Пророческое мастерство Раевского производит впечатление и на того друга-поэта, который еще лучше сочиняет…

* * *

Мы не знаем, кто именно, но, очевидно, верный офицер летом 1822-го вручит стихотворное послание „певцу Кавказа“. Несколько раньше это было бы трудно сделать, ибо почти месяц Александр Сергеевич находился под арестом за очередную лихую выходку.

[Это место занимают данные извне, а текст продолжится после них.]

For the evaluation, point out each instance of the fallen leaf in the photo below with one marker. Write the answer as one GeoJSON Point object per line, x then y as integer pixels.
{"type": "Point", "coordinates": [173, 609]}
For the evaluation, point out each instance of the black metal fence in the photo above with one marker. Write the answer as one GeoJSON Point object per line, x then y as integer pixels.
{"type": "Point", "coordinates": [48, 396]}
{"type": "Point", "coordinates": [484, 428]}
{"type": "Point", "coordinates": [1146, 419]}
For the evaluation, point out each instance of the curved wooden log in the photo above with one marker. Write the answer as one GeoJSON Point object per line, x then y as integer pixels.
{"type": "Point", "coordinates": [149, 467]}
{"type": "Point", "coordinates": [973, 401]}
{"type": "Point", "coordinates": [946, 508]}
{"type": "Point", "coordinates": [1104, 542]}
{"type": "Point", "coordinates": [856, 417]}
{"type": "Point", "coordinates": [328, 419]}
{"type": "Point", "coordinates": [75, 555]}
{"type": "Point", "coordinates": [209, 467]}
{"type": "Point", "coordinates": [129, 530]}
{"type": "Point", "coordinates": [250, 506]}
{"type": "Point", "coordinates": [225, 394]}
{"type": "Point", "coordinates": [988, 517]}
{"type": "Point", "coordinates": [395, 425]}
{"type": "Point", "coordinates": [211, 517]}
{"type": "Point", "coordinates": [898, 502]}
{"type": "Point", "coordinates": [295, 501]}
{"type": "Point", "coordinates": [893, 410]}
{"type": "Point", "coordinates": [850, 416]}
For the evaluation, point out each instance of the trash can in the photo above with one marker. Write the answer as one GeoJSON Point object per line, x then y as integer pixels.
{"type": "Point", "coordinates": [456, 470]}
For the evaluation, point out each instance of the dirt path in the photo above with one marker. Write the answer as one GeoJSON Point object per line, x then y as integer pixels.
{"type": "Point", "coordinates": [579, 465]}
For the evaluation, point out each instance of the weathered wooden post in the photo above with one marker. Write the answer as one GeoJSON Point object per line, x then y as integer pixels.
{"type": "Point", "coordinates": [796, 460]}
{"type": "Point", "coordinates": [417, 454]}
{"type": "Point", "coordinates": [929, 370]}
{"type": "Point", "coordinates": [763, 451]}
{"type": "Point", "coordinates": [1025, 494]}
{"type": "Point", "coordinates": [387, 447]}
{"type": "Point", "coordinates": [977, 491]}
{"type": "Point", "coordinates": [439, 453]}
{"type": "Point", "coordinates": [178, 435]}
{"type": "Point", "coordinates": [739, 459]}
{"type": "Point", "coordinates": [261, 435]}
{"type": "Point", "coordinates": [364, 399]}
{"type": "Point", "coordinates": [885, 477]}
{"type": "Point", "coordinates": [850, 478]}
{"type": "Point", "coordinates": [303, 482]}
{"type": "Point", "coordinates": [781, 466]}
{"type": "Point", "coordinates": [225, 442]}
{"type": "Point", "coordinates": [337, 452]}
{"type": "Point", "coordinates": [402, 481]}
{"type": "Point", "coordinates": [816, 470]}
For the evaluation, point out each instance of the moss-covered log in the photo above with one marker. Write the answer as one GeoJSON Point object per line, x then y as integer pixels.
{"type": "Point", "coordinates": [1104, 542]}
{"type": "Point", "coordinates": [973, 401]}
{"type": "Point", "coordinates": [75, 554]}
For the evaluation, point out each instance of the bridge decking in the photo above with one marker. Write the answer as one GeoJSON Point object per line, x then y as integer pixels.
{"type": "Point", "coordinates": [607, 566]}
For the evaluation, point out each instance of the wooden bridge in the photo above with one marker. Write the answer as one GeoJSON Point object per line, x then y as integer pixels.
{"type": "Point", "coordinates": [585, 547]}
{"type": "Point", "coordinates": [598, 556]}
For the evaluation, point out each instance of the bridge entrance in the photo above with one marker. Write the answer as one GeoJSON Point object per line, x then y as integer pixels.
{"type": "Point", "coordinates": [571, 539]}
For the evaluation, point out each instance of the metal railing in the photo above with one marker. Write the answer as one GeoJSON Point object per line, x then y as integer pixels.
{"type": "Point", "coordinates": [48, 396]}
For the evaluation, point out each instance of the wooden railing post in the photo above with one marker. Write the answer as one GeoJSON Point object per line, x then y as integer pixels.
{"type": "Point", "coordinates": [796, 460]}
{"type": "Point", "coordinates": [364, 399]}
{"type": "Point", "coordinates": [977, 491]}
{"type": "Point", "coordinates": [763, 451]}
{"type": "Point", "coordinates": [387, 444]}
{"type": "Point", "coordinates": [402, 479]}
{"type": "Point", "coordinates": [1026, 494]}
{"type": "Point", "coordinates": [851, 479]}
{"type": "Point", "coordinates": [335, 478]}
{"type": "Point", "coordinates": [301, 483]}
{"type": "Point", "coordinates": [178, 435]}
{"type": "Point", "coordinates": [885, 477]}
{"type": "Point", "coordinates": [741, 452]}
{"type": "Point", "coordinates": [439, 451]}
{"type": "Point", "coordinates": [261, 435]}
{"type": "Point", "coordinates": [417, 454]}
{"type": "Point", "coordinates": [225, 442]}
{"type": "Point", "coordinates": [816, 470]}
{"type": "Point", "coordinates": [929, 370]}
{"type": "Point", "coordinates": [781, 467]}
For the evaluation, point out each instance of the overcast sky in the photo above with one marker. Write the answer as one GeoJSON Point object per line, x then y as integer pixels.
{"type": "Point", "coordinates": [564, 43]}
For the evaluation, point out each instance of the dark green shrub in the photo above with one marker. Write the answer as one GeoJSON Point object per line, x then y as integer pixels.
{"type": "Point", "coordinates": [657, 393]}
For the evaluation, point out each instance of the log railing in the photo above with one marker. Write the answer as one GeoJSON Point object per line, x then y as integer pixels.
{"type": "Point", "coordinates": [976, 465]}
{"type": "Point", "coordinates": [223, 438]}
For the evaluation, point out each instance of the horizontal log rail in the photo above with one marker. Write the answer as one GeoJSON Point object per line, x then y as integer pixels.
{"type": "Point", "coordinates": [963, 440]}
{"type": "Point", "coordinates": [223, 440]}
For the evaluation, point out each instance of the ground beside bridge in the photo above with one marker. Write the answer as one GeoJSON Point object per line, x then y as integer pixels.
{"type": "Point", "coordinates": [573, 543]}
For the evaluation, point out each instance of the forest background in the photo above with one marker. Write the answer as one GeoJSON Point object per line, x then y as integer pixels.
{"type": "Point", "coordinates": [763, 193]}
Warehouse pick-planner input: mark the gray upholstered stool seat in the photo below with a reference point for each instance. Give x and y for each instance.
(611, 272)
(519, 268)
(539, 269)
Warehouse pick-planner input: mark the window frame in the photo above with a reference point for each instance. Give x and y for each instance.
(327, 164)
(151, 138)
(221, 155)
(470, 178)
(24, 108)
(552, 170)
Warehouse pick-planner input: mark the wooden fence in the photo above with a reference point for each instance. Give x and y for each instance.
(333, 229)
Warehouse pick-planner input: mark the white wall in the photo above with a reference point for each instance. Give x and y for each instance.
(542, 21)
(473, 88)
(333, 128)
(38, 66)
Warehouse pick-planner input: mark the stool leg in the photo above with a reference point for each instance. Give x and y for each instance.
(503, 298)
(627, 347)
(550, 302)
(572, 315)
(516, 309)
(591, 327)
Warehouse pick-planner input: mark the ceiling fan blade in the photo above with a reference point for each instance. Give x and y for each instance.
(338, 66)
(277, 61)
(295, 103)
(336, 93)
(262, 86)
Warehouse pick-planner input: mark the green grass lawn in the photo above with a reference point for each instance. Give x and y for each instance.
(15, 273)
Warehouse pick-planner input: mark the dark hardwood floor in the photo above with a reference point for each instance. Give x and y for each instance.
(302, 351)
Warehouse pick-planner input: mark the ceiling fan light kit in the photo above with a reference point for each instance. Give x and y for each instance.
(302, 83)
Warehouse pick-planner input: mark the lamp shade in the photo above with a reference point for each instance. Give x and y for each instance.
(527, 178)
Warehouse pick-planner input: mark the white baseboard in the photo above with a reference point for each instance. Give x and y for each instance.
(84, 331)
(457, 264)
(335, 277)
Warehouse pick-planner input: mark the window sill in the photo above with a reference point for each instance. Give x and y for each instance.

В кругу старинных друзей, где не хватает только Раевского, Пушкин готовит новые проказы, между прочим сочиняет озорную поэму о царе Никите и его дочерях, затевает дуэль с офицером Зубовым; стихотворное письмо Раевского ложится на пушкинский стол рядом с почти готовым „Кавказским пленником“, „К Овидию“, набросками „Бахчисарайского фонтана“.

Конечно, Пушкину неловко читать про себя, что он „пьет дар Гебы“, „рвет свежие цветы“; но дело не в бытовых подробностях; Раевский даже из-под стражи продолжает давний многомесячный спор о назначении поэта…

Господи, где и как только не спорят в России!

Сорок лет спустя роман Чернышевского „Что делать?“, написанный в Алексеевском равелине Петропавловской крепости, вызовет знаменитый отзыв Писарева, который сочиняется в другой камере той же крепости…

В 1822-м один из поэтов-собеседников в тюрьме, другой — „в полусвободной доле“.

Пройдет два года, и Пушкин будет переведен в более тяжелую ссылку, под надзор, в Михайловское —

Из края в край преследуем грозой, Запутанный в сетях судьбы суровой…

Такая уж у него была судьба — гонимому приветствовать и ободрять еще более гонимых. Через пять лет напишет „Во глубине сибирских руд“; но ведь и сейчас, в 1822-м, надо как-то отозваться на призыв приятеля, острого собеседника, обладателя „мраморного терпенья“, мечтающего украсить Пушкина „лаврами Бейрона“ и притом поучающего из Тираспольской крепости:

Оставь другим певцам любовь! Любовь ли петь, где брызжет кровь, Где племя чуждое с улыбкой Терзает нас кровавой пыткой, Где слово, мысль, невольный взор Влекут, как ясный заговор, Как преступление, на плаху, И где народ, подвластный страху, Не смеет шепотом роптать. Пора, друзья! Пора воззвать Из мрака век полночной славы, Царя-народа дух и нравы И те священны времена, Когда гремело наше вече И сокрушало издалече Царей кичливых рамена.

Можно ли не ответить?

И Пушкин начинает. Мы присутствуем при интереснейшем, очень сложном диалоге.